Die Kostenkalkulationen für die Drucksachen einer Ausstellung waren also eng bemessen und wie aus den zahlreichen Briefen mit Galerien und Institutionen hervorgeht, wurde darüber streng verhandelt. Wenn Piene und Mack die Plakate selbst entwarfen, sparten die Galerien oder Institutionen die Kosten für Entwerfer*innen ein, und gleichzeitig war sichergestellt, dass die Plakate den individuellen Wünschen der Künstler*innen entsprachen. Die Künstler*innen selbst profitierten ebenfalls von den abgeschlossenen Deals, denn die Kunsteinrichtungen übernahmen im Gegenzug die Kosten für Transporte und weitere anfallende Druckkosten.

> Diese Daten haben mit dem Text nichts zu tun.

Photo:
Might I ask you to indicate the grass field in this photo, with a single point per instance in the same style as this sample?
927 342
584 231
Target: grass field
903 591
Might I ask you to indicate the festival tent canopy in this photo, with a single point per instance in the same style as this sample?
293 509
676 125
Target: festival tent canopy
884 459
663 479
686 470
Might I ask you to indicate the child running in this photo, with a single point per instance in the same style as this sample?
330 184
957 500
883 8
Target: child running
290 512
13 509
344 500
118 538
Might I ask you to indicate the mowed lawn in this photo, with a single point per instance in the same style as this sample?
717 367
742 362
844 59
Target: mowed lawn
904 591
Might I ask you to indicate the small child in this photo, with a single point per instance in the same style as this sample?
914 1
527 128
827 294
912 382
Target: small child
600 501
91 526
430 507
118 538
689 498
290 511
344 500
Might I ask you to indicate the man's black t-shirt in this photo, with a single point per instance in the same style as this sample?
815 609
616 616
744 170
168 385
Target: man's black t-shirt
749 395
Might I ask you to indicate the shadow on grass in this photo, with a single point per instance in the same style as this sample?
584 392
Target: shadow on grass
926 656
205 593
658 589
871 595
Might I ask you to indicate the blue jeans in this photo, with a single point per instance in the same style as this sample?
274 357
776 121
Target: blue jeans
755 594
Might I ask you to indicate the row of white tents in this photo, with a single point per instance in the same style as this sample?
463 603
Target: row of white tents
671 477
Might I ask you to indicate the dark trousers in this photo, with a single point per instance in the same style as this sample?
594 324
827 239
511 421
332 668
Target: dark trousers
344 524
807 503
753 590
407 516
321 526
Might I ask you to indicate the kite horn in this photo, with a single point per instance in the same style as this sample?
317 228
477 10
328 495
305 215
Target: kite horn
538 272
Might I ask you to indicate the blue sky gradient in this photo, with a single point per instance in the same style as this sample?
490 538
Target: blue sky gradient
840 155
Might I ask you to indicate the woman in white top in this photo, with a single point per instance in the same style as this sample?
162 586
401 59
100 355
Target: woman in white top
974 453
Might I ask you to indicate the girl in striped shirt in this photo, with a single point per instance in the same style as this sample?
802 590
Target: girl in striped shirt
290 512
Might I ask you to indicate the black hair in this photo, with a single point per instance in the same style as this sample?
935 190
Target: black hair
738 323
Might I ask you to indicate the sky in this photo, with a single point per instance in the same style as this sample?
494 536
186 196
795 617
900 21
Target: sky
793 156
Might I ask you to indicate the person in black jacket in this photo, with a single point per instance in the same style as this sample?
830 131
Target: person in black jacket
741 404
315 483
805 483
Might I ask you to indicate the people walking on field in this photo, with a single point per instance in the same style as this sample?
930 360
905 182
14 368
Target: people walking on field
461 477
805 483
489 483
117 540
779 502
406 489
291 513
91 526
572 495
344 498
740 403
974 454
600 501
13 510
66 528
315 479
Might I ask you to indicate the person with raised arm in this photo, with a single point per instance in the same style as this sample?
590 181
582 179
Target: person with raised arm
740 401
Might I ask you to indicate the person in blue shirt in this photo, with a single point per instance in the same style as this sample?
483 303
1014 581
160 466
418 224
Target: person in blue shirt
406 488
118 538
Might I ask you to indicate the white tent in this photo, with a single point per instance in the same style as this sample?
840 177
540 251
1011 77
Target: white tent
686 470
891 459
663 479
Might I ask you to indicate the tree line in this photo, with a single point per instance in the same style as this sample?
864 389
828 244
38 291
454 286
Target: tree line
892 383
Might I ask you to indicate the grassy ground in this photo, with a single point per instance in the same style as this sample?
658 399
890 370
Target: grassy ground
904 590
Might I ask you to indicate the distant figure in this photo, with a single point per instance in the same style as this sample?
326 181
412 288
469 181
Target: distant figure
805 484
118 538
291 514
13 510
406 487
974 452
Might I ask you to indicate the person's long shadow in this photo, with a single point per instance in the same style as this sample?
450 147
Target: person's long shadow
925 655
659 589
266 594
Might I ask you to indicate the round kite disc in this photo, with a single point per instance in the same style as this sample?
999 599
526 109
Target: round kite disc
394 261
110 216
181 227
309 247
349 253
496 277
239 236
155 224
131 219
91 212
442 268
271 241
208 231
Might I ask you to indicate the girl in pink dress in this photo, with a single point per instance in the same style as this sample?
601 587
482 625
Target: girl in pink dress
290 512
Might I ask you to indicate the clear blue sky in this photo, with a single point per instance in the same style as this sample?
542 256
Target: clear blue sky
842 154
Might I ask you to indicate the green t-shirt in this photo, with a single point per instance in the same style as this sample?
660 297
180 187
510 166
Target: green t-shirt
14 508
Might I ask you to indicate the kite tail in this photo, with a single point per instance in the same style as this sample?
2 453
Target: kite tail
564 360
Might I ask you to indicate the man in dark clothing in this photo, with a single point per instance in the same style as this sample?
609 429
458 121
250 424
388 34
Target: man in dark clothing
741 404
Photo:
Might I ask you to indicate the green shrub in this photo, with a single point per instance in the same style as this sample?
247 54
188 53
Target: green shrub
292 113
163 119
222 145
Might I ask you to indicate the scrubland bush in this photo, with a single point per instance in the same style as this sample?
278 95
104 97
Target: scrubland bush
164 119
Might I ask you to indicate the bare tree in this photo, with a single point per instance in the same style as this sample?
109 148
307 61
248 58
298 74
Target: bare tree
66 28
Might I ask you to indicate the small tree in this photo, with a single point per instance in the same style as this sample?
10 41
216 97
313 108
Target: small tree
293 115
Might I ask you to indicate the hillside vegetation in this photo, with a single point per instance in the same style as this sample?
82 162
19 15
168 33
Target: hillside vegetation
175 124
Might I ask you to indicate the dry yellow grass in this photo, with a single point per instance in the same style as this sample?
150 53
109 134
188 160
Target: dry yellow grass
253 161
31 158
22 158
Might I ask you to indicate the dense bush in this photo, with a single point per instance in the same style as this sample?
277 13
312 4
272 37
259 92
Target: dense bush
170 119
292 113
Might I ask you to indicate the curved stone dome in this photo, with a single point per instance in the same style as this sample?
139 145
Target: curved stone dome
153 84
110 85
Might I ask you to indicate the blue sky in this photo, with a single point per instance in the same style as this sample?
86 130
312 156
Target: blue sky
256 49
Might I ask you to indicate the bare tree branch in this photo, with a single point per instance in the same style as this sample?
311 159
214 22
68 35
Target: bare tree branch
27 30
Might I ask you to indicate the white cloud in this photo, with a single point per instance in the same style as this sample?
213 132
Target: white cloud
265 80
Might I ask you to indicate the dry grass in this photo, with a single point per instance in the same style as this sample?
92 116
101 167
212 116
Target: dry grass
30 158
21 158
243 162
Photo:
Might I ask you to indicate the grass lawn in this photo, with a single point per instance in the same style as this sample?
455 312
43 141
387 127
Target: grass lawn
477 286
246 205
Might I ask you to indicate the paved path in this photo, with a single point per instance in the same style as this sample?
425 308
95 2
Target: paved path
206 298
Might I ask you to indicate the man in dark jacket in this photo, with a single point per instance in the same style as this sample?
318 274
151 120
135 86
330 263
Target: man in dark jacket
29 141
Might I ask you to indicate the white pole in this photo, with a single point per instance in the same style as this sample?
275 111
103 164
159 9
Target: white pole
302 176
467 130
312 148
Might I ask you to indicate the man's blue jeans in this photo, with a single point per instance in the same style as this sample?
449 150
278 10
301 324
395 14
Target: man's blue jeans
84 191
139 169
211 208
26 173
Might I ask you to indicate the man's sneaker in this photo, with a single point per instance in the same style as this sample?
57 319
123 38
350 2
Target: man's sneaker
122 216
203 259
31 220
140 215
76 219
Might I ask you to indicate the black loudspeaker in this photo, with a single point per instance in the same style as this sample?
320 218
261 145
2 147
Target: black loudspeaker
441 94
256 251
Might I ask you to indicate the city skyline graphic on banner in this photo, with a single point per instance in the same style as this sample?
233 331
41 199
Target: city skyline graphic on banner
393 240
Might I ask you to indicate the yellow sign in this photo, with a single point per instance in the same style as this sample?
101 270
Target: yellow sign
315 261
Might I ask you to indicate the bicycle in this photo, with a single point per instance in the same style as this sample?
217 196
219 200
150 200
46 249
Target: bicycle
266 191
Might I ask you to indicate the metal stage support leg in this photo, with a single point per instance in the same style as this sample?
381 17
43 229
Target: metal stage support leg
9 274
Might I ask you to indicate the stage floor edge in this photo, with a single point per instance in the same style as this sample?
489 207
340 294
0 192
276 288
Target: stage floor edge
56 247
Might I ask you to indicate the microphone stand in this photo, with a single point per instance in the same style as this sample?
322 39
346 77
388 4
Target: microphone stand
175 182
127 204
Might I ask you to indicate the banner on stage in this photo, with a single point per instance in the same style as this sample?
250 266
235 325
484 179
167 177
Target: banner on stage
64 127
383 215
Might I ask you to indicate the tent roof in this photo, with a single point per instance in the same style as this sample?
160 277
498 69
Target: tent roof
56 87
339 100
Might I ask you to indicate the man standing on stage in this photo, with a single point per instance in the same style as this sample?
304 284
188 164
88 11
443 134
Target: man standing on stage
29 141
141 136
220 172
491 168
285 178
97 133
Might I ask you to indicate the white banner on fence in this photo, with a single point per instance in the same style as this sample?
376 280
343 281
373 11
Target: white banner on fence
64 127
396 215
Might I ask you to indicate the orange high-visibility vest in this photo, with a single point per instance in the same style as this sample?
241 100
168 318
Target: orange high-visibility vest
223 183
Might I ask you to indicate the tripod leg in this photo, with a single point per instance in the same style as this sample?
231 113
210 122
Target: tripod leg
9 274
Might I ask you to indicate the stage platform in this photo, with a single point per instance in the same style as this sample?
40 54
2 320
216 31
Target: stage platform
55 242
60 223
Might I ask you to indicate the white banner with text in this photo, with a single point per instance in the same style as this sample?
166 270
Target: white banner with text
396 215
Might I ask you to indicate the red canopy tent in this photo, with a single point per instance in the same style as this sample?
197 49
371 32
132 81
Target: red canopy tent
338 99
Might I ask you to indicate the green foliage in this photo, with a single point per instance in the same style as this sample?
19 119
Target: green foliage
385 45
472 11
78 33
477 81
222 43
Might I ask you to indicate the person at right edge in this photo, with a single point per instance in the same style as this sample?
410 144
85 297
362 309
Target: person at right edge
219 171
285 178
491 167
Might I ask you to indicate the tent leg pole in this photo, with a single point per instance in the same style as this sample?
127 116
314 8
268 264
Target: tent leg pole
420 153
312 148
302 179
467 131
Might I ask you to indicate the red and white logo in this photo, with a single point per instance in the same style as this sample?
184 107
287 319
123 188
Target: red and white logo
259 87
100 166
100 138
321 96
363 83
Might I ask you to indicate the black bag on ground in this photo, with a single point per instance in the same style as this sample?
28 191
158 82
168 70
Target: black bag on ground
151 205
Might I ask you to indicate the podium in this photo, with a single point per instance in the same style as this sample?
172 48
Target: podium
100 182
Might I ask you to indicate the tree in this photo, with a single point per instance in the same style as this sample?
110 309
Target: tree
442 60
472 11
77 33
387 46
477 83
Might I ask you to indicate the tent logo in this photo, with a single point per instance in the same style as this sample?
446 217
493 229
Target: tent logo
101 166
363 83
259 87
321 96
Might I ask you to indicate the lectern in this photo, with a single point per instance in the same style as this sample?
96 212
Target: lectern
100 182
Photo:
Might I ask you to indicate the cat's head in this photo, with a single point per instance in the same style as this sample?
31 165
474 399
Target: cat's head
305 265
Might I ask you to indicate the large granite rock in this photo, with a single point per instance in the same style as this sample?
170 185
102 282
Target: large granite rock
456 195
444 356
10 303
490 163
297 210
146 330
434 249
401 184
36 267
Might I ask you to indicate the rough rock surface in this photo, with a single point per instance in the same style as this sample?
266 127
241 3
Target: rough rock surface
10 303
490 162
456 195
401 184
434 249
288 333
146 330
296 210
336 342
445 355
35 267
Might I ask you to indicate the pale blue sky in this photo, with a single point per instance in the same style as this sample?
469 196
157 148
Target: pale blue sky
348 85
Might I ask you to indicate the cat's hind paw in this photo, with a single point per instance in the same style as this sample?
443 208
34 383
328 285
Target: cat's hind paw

In Bezug auf das Zeitmanagement kann anhand der Archivmaterialien nachgezeichnet werden, dass die Entwürfe in der Regel zeitlich knapp angefertigt wurden. Die Korrespondenzen belegen, dass der Zeitrahmen für die Ausführung der Entwürfe und deren Auslieferung an die jeweilige Druckerei meistens nur eine Woche bemaß, dementsprechend zur Ausarbeitung und Umsetzung der Werbematerialien nur wenig Zeit einkalkuliert wurde – sowohl von Seiten der Institutionen als auch der Künstler*innen selbst. Dennoch sollten die fertigen Plakate möglichst schnell an Galerien und Institutionen weitergeleitet werden, um frühzeitig für die Ausstellungen zu werben. Dieser Vorgang, der stets in Zeitdruck, verspäteten Abgaben und unpünktlichen Aushängen der Plakate mündete, schien sich von Ausstellung zu Ausstellung zu wiederholen, wie anhand der Datierungen der Briefe abzulesen ist. Im Rahmen des Entwurfs für das Poster der Konstruktivisten-Ausstellung in Leverkusen drängte Mack in seinem Brief vom 8. Juni 1962 an Udo Kultermann beispielsweise auf eine rasche Entscheidung bezüglich seines Entwurfs, denn er brauche Zeit für seine „besondere Plakatidee“[i]. Die offizielle schriftliche Bestätigung erreichte Mack jedoch nicht vor dem 15. Juni. Die Ausstellung sollte allerdings am 22. Juni eröffnen, was Mack offiziell eine Woche Zeit ließ für die Konzeption, die er auch einhielt, wie aus der Rechnung geschlossen werden kann.[ii] Dies war jedoch nicht immer der Fall, wie ein Brief von Paul de Vree an Mack zeigt. Obwohl die Ausstellung Integratie 64 erst am 26. September 1964 eröffnen sollte, ließ de Vree Mack bereits am 7. August einen Brief zukommen, aus dem hervorging, dass Mack zu spät dran sei. Er wies Mack darauf hin, dass es bereits Anfang August sei und sie dringlichst mit der Werbung für die Ausstellung beginnen müssten, für die das Plakat essentiell sei.[iii] Die Dringlichkeit, mit der auf die Schnelligkeit bei der Plakatgestaltung hingewiesen wurde, hing sicherlich auch von der Größe der Ausstellung sowie der ausrichtenden Institution ab. Geworben wurde schließlich durch Aushänge an Plakatsäulen, über die Versendung von Plakaten an wichtige Institutionen zum Aushang sowie über die Verteilung an Freund*innen und Bekannte. Oft aber auch erst nach der Eröffnung, was die Folge des immerwährenden Problems des Zeitmanagements war.[iv]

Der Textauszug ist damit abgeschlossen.